Ironically, the act of painting forces Rachael, the artist, to freeze that liminal state, that doubt and uncertainty, and what’s more she then chooses not only to put it in a frame but also place it behind glass.

“I feel it’s important, in terms of finishing a painting to do that, to make it look like a precious object, like so many things in this church,” she says.

How, then, has Rachael translated her thoughts into oils on boards? She does so by favouring abstract, fragmented composition, sometimes scraping away paint, other times painting over the initial surface to obscure it, or applying a wash over a very detailed area of a painting. Often she does this to emphasise the relationship of light and darkness – a relationship so central to Damian Cruden and Paul Burbridge’s production of the York Mystery Plays 2012 in the Museum Gardens too.

Rachael paints intuitively, and in the case of her Minster works her preparation involved spending time walking around the building, sketching, taking photographs and “just being”. “In some ways that can be like being in the countryside; it’s a similar feeling,” she says.

Rachael has been reading the work of Richard Rohr, a Franciscan friar and spiritual teacher. “He talks a lot about the liminal world and the space between worlds, and he also talks about buildings remaining long after we have gone,” she says. “I find the idea that there’s a story that’s bigger than you to be reassuring.”

How true that is, but like any artist or writer, she is seeking to work out her place, our place, in that story.
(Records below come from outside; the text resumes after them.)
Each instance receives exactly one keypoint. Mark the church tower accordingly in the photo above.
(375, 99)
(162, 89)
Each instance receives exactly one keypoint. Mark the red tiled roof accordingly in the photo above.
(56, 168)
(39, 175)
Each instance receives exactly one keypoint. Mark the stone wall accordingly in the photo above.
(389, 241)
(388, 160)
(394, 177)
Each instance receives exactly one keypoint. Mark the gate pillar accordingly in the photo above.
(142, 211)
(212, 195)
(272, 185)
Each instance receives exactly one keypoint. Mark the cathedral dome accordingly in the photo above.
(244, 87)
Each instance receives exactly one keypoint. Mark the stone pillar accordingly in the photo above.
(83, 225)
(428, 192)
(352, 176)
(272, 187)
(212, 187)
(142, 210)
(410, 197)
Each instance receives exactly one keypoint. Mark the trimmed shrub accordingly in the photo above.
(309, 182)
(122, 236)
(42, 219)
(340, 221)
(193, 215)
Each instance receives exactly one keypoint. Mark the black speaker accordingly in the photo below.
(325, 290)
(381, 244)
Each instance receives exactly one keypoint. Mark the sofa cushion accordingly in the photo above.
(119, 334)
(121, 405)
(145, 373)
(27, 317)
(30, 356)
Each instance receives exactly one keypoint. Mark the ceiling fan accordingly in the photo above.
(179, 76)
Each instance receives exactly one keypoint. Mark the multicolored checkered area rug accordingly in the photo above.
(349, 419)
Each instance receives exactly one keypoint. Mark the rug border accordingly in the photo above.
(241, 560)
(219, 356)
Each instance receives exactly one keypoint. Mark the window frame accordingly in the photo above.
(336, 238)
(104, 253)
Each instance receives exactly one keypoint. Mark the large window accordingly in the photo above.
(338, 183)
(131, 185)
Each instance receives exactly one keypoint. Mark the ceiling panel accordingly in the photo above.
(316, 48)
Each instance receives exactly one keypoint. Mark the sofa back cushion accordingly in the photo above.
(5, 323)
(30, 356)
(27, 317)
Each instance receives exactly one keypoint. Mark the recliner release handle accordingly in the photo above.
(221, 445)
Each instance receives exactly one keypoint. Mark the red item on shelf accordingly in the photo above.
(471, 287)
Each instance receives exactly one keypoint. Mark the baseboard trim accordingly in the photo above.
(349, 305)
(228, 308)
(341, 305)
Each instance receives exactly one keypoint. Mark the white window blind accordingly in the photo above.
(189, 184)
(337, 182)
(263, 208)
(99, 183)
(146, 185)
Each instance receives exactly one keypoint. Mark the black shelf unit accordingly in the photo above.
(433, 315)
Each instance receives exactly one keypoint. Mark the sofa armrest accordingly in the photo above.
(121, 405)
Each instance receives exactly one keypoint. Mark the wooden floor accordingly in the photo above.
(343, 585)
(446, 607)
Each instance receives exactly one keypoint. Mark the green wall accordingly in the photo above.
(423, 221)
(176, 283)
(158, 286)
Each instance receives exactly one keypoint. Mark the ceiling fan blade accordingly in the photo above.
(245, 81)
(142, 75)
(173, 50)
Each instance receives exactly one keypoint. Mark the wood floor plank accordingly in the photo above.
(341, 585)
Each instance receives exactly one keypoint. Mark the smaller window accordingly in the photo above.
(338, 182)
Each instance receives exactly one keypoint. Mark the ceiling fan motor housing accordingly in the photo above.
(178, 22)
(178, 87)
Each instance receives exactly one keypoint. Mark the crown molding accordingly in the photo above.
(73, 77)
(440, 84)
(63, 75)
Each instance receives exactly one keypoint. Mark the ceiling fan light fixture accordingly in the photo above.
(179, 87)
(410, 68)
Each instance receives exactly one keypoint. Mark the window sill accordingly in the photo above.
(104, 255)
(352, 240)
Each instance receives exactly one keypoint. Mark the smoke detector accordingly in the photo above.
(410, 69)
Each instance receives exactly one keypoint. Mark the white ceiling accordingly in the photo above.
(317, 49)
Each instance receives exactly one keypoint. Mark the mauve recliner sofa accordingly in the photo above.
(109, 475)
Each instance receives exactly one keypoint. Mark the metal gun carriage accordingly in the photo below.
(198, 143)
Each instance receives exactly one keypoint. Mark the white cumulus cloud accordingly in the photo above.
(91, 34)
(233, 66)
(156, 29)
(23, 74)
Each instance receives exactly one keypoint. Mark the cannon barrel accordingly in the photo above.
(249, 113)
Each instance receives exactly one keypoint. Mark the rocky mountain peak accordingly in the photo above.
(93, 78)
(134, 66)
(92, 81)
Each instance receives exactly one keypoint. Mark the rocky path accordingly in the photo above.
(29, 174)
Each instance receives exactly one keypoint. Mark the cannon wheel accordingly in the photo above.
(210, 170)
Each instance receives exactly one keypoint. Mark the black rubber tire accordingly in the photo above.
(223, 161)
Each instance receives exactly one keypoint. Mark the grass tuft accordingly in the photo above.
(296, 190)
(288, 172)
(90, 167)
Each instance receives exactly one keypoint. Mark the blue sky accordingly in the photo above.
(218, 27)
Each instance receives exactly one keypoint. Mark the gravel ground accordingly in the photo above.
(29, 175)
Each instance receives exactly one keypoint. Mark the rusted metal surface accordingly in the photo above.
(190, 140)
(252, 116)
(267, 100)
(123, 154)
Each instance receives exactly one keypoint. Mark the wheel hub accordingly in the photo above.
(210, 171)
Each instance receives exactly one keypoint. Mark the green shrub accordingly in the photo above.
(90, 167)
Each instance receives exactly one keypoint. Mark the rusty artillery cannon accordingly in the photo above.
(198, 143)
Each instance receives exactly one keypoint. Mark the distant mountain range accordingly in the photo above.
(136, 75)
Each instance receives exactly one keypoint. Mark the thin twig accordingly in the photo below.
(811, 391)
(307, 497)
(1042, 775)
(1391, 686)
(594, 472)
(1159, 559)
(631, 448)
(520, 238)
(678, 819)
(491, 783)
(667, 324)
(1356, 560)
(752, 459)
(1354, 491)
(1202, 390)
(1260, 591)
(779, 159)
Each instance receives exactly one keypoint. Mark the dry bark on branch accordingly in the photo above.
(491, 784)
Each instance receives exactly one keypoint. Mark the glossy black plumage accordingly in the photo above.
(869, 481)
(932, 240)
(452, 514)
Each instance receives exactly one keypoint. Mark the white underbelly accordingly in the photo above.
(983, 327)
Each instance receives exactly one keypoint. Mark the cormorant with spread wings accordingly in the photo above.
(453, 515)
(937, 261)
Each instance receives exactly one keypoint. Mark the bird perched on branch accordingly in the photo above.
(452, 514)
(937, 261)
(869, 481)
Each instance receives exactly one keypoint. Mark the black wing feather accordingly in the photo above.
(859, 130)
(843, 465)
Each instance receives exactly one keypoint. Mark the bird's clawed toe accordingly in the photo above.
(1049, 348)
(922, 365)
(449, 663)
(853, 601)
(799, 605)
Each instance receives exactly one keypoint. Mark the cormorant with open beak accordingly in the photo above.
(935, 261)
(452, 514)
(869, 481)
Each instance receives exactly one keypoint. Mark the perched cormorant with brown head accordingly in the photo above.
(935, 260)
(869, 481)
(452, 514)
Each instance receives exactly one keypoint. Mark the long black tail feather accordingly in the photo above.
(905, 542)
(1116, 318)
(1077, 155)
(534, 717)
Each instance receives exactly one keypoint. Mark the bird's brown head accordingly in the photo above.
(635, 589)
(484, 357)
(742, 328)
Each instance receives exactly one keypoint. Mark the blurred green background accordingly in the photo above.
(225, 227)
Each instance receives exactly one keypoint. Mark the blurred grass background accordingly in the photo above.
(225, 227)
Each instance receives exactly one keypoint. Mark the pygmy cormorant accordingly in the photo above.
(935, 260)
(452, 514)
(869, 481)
She will continue to do so in a medium that has a paradox at its heart.

“The whole nature of making a painting is that you have faith in something that is uncertain: how it will turn out,” says Rachael.

“I always feel that whenever I start again, I have no idea how to do this, and somehow, bizarrely, that can make it better, that uncertainty.

“I feel, bizarrely, that I always have to change and move on in my painting. I can’t stay in one place. It’s a beginner’s state each time that I start something new, and I think that faith is the same, drawing you back to a beginner’s state, having faith rather than certainty.

“I’ve found that anything that’s worth knowing in life has come out of a struggle. We learn very little when things are going well, and maybe that’s why I paint, because it keeps that struggle going.”

  • Rachael Burnett’s exhibition, Liminal Space, is on show in the Chapter House, York Minster, until September 6.

Rachael Burnett fact file

* She graduated with a first class degree from the University of Edinburgh and Edinburgh College of Art in 2001.

* She won the Royal Scottish Academy’s James Cumming Award for Draughtsmanship, and then the Latimer Award for a Young Scottish Artist in 2001 and 2003, judged by the president of the academy.

* She has exhibited at the McLellan Galleries, Glasgow; Scottish Royal Academy, Edinburgh; and Belgravia Gallery, London.

* She lives in York with husband Robin and two children.